Consider a quadratic equation $az^2+bz+c=0$, where $a, b, c$ are complex number.
Then condition that above equation has one purely imaginary root
(A)$(a\bar b+\bar ab)(b\bar c+ \bar b c )+(c \bar a -\bar c a)^2=0$
(B)$(a\bar b-\bar ab)(b\bar c+ \bar b c )+(c \bar a -\bar c a)^2=0$
(c)$(a\bar b-\bar ab)(b\bar c- \bar b c )+(c \bar a -\bar c a)^2=0$
(D) None of these
My solution
Note: $i=\sqrt{-1}$ and $k$ is real number.
$a=a_{1}+i\cdot a_{2},\;b=b_{1}+i\cdot b_{2},\;c=c_{1}+i\cdot c_{2}$
Let purely imaginary root $z=k\cdot i\;$ since $z$ is root of above equation it must satisfy the equation so equation turns into $(a_{1}+i\cdot a_{2})(ki)^2+(b_{1}+i\cdot b_{2})(ki)+(c_{1}+i\cdot c_{2})=0$
Comparing real and imaginary part of left hand side with real and imaginary part of right hand side. I obtained the equations
$$\begin{align}
a_{1}k^2+b_{2}k-c_{1}&=0\qquad(1)\\
\text{and }\quad a_2k^2-b_1k-c_{2}&=0 \qquad(2)
\end{align}
$$
Equations $(1)$ and $(2)$ must have both roots common because we want only one value of $k$.
After applying condition for both roots common I obtained $\dfrac{a{_1}}{a_{2}}=\dfrac{-b_2}{b_1}=\dfrac{c_1}{c_2} \qquad(3)$
Using $(3)$ I obtained $a_1b_1+a_2b_2=b_1c_1+b_2c_2=a_2c_1-a_1c_2=0$
Now using $(a\bar b+\bar a b)=2\Re(a\bar b)=2(a_1b_1+a_2b_2),\;$ similary $(b\bar c+ \bar b c )=2\Re(b\bar c)=2(b_1c_1+b_2c_2),\;(c \bar a -\bar c a)=2i\;(\Im (c \bar a))=2i\;(a_2c_1-a_1c_2)$.
Now $0\cdot 0=0^2\implies (a_1b_1+a_2b_2)(b_1c_1+b_2c_2)=(a_2c_1-a_1c_2)^2$
$\implies \dfrac{(a\bar b+\bar a b)}{2}\dfrac{(b\bar c+ \bar b c )}{2}=\bigg(\dfrac{c \bar a -\bar c a}{2i}\bigg)^2$
Hence $$(a\bar b+\bar ab)(b\bar c+ \bar b c )+(c \bar a -\bar c a)^2=0$$
Can anyone Verify me If I made mistake anywhere or I did some mathematical blunder
I know one other method to solve this problem.
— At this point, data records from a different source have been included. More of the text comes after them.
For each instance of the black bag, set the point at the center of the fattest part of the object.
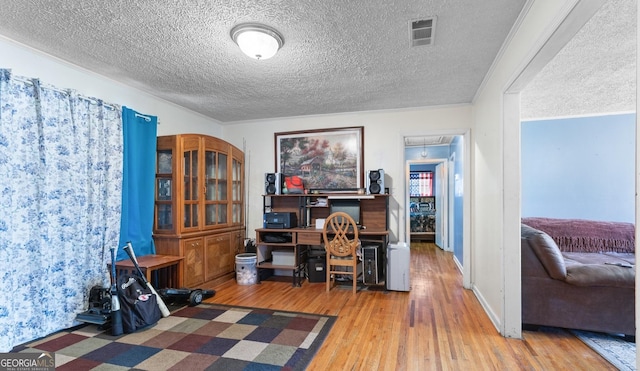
(138, 305)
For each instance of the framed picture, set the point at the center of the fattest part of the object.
(327, 160)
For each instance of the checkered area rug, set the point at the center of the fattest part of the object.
(207, 336)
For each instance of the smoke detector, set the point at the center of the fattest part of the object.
(422, 31)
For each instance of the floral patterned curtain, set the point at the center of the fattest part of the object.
(60, 202)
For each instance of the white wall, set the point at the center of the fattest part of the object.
(28, 62)
(496, 208)
(383, 148)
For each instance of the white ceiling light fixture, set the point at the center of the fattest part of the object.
(256, 40)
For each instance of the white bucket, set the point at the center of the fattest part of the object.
(246, 269)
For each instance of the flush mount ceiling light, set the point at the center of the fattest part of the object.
(256, 40)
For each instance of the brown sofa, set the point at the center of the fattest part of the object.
(578, 274)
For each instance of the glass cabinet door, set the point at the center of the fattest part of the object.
(190, 188)
(216, 188)
(236, 191)
(164, 190)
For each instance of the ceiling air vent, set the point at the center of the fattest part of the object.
(422, 31)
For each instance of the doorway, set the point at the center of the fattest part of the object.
(444, 211)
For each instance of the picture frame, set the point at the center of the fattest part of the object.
(326, 159)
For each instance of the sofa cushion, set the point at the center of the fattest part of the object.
(548, 253)
(600, 275)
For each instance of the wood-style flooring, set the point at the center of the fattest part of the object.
(438, 325)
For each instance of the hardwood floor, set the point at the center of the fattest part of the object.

I just want to know If there anything mathematically wrong in my solution. Because My teacher said this problem cannot be solved using $z=ki$. He said we must take conjugate of original equation.
Related Question
Consider a quadratic equation $az^2+bz+c=0$ where a,b,c are complex numbers. Prove that the equation has one purely imaginary root is given …
Best Answer
This answer shows that $(b\overline{c}+c\overline{b})(a\overline{b}+\overline{a}b)+(c\overline{a}-a\overline{c})^2=0$ is a necessary condition.
$iz^2-i=i(z+1)(z-1)=0$ shows that it is not a sufficient condition.
From the following part :
it seems that you think "equation has one purely imaginary root" means that "equation has a purely imaginary double root".
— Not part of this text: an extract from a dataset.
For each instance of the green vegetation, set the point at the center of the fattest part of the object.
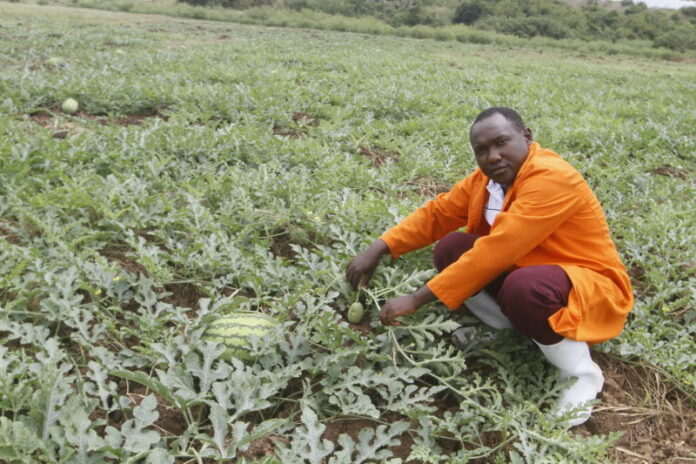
(670, 47)
(522, 18)
(213, 167)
I think that you have to deal with the case $a_2b_1c_2=0$ separately.
Another way is to start with $a(z-ki)(z-ki)=0$. Since $b=-2kia$ and $c=-ak^2$, we have $(a\bar b+\bar a b)(b\bar c+ \bar b c)+(c \bar a -\bar c a)^2=0$.
Using your idea, we can show that if $az^2+bz+c=0$ has at least one purely imaginary root, then $(b\overline{c}+c\overline{b})(a\overline{b}+\overline{a}b)+(c\overline{a}-a\overline{c})^2=0$.
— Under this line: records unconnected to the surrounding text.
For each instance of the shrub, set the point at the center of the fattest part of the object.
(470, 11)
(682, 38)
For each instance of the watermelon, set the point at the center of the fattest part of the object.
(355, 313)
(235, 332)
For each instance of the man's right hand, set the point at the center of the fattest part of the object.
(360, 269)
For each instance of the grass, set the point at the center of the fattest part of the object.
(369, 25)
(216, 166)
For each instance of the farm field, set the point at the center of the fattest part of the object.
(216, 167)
You have $$a_1k^2+b_2k-c_1=0\tag1$$ $$a_2k^2-b_1k-c_2=0\tag2$$
Now, $(1)\times a_2-(2)\times a_1$ gives $$(a_2b_2+a_1b_1)k=a_2c_1-a_1c_2$$ which can be written as $$\frac{a\bar b+\bar a b}{2}k=-\frac{c \bar a -\bar c a}{2i}$$ i.e. $$i(a\bar b+\bar a b)k=-(c \bar a -\bar c a)\tag3$$
Also, $(1)\times c_2-(2)\times c_1$ gives
$$(a_2c_1-a_1c_2)k^2=(b_1c_1+b_2c_2)k\tag4$$
If $k=0$, then we have $c=0$ for which $(a\bar b+\bar a b)(b\bar c+ \bar b c)+(c \bar a -\bar c a)^2=0$ holds.
If $k\not=0$, then dividing the both sides of $(4)$ by $k$ gives $$(a_2c_1-a_1c_c)k=b_1c_1+b_2c_2$$ which can be written as $$-\frac{c \bar a -\bar c a}{2i}k=\frac{b\bar c+ \bar b c}{2}$$ i.e. $$(c \bar a -\bar c a)k=-i(b\bar c+ \bar b c)\tag5$$
Multiplying the both sides of $(3)$ by $(c \bar a -\bar c a)$ gives $$i(a\bar b+\bar a b)\color{red}{(c \bar a -\bar c a)k}=-(c \bar a -\bar c a)^2$$
Finally, using $(5)$ to eliminate $k$, we get $$i(a\bar b+\bar a b)\color{red}{\bigg(-i(b\bar c+ \bar b c)\bigg)}=-(c \bar a -\bar c a)^2$$ i.e. $$(a\bar b+\bar a b)(b\bar c+ \bar b c)+(c \bar a -\bar c a)^2=0$$